Ya el cura, un poco apartado de la lámpara, no era sino una delgada forma negra clavada en la pared. Entonces Xavier había pronunciado estas palabras absurdas (¿las había pronunciado realmente?): "Sin embargo, estoy aquí. He venido". El otro lo había mirado largamente y había contestado: "Ha venido para que le impida cargar con el fardo que no está a la medida del hombre". Y Xavier: "He venido para ayudarlo a llevar su cruz…, o quizá para llevarla en su lugar". El sacerdote había suspirado: "¡Qué locura!" Y Xavier: "La verdad es esa locura". El sacerdote había alzado hacia él unos ojos sin pestañas, de un celeste desteñido. Y luego Xavier había tomado su impermeable. El sacerdote llevaba la lámpara de queroseno y bajaba ante él.
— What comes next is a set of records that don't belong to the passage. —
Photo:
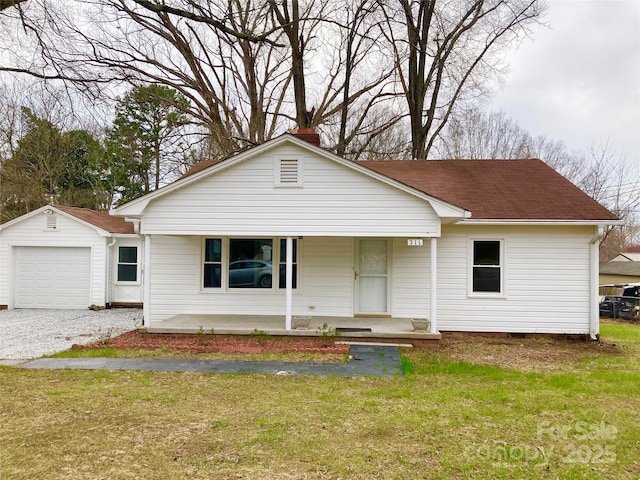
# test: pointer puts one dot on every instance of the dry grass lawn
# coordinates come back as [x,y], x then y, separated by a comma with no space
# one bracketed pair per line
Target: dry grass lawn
[475,407]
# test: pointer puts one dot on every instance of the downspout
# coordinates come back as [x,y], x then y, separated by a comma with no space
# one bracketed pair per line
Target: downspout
[594,310]
[109,276]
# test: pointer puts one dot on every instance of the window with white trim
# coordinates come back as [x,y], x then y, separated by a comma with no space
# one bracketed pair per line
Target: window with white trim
[487,268]
[247,263]
[127,264]
[282,277]
[212,263]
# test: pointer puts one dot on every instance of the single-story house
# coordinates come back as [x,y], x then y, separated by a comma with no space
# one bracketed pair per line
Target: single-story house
[630,254]
[64,257]
[288,229]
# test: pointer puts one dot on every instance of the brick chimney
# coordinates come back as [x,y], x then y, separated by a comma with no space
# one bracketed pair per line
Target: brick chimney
[307,134]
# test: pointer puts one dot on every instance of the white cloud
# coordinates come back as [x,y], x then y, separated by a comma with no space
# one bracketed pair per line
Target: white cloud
[579,80]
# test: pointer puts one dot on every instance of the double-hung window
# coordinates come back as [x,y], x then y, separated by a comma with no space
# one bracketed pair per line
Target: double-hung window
[282,278]
[212,263]
[487,268]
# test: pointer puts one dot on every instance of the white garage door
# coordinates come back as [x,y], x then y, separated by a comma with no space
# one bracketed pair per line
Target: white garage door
[52,277]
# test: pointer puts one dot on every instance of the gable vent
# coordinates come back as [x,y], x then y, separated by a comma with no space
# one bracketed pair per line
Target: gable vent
[289,174]
[51,221]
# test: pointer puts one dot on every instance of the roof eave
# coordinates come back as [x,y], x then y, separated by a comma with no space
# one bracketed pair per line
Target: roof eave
[541,222]
[100,231]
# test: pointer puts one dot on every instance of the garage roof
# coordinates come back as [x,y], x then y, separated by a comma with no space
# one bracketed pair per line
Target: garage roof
[103,220]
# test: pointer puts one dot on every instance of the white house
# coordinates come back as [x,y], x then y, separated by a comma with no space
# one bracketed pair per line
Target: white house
[64,257]
[288,229]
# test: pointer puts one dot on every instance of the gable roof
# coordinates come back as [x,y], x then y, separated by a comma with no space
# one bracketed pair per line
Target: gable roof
[101,220]
[497,189]
[210,167]
[631,269]
[491,190]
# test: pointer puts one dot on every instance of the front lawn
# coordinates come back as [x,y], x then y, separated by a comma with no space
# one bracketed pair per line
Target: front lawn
[475,408]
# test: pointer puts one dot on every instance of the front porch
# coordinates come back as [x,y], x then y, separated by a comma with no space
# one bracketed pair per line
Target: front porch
[349,328]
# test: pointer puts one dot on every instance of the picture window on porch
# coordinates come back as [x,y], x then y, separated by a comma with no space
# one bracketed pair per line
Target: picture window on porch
[487,266]
[282,279]
[212,263]
[127,264]
[250,263]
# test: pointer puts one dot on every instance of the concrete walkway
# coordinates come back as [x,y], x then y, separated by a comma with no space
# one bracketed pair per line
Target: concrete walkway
[366,360]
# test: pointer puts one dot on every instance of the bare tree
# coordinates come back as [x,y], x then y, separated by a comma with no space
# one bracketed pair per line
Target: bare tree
[4,4]
[598,170]
[443,51]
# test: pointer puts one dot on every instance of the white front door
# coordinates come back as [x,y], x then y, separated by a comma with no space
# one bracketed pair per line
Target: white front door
[371,274]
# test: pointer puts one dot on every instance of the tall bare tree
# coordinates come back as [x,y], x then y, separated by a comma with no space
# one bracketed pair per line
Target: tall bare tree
[443,52]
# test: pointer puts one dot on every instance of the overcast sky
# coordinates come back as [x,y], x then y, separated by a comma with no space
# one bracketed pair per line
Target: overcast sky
[579,79]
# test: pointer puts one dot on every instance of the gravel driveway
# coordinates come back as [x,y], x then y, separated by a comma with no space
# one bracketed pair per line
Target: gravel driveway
[26,334]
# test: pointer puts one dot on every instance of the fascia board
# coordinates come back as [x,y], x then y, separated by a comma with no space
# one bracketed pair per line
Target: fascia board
[586,223]
[101,232]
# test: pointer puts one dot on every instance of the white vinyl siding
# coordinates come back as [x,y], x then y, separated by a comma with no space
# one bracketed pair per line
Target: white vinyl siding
[69,233]
[546,281]
[325,281]
[335,201]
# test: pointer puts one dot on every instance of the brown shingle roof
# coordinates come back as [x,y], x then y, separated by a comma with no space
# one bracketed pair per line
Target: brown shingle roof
[103,220]
[497,189]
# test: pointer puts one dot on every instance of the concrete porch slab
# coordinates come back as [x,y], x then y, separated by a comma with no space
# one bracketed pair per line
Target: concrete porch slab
[349,327]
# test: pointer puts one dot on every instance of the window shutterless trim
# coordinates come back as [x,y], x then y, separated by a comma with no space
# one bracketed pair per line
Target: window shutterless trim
[475,266]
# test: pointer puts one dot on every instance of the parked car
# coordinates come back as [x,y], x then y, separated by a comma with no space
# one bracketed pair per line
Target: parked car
[250,274]
[626,306]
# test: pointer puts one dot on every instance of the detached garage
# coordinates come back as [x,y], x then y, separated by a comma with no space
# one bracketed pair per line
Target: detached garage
[52,277]
[64,257]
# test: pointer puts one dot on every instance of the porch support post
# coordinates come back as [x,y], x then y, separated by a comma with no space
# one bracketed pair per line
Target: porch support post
[434,283]
[289,282]
[146,282]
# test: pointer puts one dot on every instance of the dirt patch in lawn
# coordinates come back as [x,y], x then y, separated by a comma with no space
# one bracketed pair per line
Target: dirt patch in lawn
[532,354]
[203,343]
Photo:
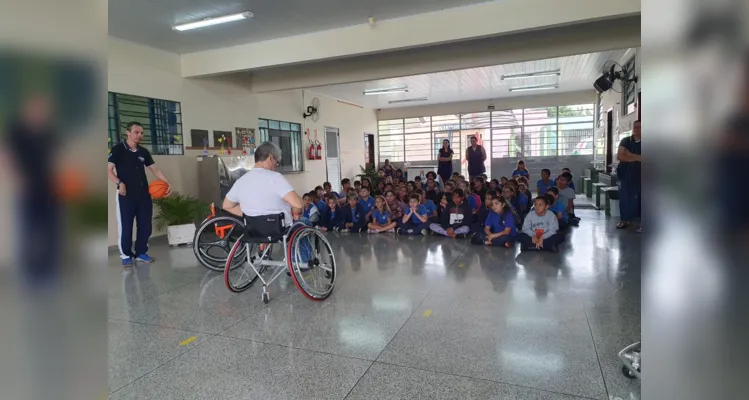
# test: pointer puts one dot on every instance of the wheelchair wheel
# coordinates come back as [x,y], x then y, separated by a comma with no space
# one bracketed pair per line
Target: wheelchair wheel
[240,276]
[311,263]
[214,240]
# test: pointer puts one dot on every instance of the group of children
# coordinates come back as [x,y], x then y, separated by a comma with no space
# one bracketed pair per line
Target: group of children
[494,212]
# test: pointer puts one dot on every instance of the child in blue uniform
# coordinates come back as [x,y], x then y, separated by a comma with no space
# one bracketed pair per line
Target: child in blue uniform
[353,215]
[332,219]
[381,217]
[415,220]
[500,228]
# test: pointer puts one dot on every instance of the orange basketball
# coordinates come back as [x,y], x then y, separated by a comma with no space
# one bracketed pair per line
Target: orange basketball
[158,189]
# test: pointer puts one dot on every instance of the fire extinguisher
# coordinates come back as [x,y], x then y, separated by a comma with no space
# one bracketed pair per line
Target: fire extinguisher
[318,152]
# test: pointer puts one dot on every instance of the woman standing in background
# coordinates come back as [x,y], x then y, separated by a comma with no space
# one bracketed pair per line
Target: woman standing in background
[445,168]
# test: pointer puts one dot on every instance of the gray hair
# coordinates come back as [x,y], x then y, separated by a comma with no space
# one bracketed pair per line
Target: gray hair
[267,149]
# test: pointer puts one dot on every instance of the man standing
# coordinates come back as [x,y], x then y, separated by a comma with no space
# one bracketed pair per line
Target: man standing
[628,174]
[475,156]
[127,169]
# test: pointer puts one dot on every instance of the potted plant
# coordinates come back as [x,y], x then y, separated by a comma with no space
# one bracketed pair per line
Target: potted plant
[178,213]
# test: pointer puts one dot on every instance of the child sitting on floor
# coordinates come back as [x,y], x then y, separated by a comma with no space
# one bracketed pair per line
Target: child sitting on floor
[557,208]
[353,215]
[540,228]
[455,216]
[499,227]
[311,213]
[332,219]
[414,221]
[429,204]
[381,221]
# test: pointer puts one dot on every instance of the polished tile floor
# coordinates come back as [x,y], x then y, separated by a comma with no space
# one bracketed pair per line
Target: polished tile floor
[410,318]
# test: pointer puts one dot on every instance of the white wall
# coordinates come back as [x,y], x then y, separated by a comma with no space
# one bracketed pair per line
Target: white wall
[221,103]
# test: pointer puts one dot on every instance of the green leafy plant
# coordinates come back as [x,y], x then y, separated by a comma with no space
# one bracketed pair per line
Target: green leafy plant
[178,209]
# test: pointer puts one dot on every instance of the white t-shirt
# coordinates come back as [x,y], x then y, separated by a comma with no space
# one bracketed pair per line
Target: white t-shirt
[260,192]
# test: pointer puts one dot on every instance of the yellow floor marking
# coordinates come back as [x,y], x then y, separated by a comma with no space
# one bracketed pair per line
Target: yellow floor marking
[188,341]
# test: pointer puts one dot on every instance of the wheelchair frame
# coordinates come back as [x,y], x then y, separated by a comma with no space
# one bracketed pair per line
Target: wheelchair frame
[290,262]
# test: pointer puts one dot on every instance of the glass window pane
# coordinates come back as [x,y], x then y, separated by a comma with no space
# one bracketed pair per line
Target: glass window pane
[539,140]
[475,120]
[576,139]
[417,125]
[539,116]
[419,147]
[446,122]
[506,142]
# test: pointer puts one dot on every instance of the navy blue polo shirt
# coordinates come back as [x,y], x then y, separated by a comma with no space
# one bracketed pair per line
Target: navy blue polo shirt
[131,166]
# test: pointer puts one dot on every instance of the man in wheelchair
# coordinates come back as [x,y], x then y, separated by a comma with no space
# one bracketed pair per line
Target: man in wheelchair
[272,212]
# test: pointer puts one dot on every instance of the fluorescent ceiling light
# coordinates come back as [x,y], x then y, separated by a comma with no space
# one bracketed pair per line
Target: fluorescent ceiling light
[386,91]
[528,88]
[407,100]
[213,21]
[532,74]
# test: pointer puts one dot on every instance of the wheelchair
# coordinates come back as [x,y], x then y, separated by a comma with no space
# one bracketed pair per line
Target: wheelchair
[307,257]
[215,237]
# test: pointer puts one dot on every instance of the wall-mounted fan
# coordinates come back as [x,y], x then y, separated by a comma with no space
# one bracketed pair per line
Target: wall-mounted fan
[313,110]
[612,72]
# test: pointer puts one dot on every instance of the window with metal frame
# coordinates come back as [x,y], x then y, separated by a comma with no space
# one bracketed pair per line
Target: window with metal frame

Decía: "Tenga cuidado con este escalón…"
Xavier ya se había alzado el cuello de su gabardina. Tenía la mano sobre el picaporte: "Escuche", imploró de pronto el sacerdote. Xavier se volvió:
– ¡ No haga eso!
Xavier se apoyó en la puerta. El cura dejó la lámpara sobre un peldaño.
– No tome por ese lado. Como Xavier murmuraba:
– No lo comprendo…
– Sí, por supuesto que me comprende. Usted es temerario. Peca por temeridad.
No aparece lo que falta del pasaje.